Peki, böyle bir geçmişe sahip bir kişi nasıl oluyor da topluma yeniden karışabiliyor?

Y E G"nin Suç Kayıtları:
Y E G nin geçmişine baktığımızda, suç kaydının oldukça kabarık ve endişe verici olduğunu görüyoruz. İşte bazıları:

Uyuşturucu ticareti (1 adet)
Uyuşturucu kullanımı (8 adet)
Kasten yaralama (2 adet)
Cinsel taciz (1 adet)
Yağma (2 adet)
Gasp (1 adet)
Çocuğa cinsel istismar (2 adet)
Hırsızlık (1 adet)
Mala zarar verme (2 adet)
Bu liste, toplumda özgürce dolaşan bir kişinin ne kadar tehlikeli olabileceğinin somut bir göstergesi.
26 suç kaydı olan birinin cezaevinde değil de sokakta olması, hukuk sistemimizde caydırıcılığın yeterli olmadığını göstermiyor mu?
Özellikle cinsel suçlar ve çocuk istismarı gibi ağır suçların zanlıları, bu kadar kolay bir şekilde nasıl özgürlüğe kavuşabiliyor?

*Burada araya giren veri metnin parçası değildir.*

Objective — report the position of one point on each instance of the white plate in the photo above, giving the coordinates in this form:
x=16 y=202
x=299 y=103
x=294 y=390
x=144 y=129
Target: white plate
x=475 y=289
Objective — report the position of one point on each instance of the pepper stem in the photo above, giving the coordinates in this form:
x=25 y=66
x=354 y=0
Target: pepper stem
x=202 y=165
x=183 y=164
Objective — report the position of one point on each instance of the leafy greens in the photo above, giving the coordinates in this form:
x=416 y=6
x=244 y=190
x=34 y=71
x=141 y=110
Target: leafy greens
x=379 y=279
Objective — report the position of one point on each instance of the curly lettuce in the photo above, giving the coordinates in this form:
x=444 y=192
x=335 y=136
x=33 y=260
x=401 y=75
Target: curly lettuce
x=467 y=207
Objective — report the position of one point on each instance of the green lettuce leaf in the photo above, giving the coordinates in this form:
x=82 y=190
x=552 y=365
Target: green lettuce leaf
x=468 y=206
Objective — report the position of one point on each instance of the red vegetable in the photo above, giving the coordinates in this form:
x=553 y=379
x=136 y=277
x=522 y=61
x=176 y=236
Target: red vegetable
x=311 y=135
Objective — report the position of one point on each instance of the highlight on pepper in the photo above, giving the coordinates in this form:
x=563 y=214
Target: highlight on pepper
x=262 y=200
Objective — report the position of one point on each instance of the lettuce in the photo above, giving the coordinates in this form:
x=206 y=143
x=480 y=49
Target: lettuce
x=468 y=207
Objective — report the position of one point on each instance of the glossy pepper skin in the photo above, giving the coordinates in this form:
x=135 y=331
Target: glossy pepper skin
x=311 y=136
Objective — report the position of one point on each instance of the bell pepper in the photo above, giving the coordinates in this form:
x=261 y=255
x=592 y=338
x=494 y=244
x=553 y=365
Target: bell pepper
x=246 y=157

İstanbul Ümraniye’de bu vahşeti yapan yaratık sadece 19 yaşında… Derdest edildikten sonra hayvan taşıma aracı ile sevk edilen bu canavar, şayet tekrar gün yüzü görürse, bilinsin ki insanlar için kat kat daha tehlikeli olacak.

Polisimizin, jandarmamızın canına kasteden bu canilerin sayısı ne yazık ki az değil ve ne yazık ki, günbegün artıyor da.

2023 yılında, İstanbul Büyükçekmece’de polis memuru Cihat Ermiş’i şehit eden M.B. Ç. de henüz 20 yaşındaydı ve tam 32 adet suç kaydı vardı!.. 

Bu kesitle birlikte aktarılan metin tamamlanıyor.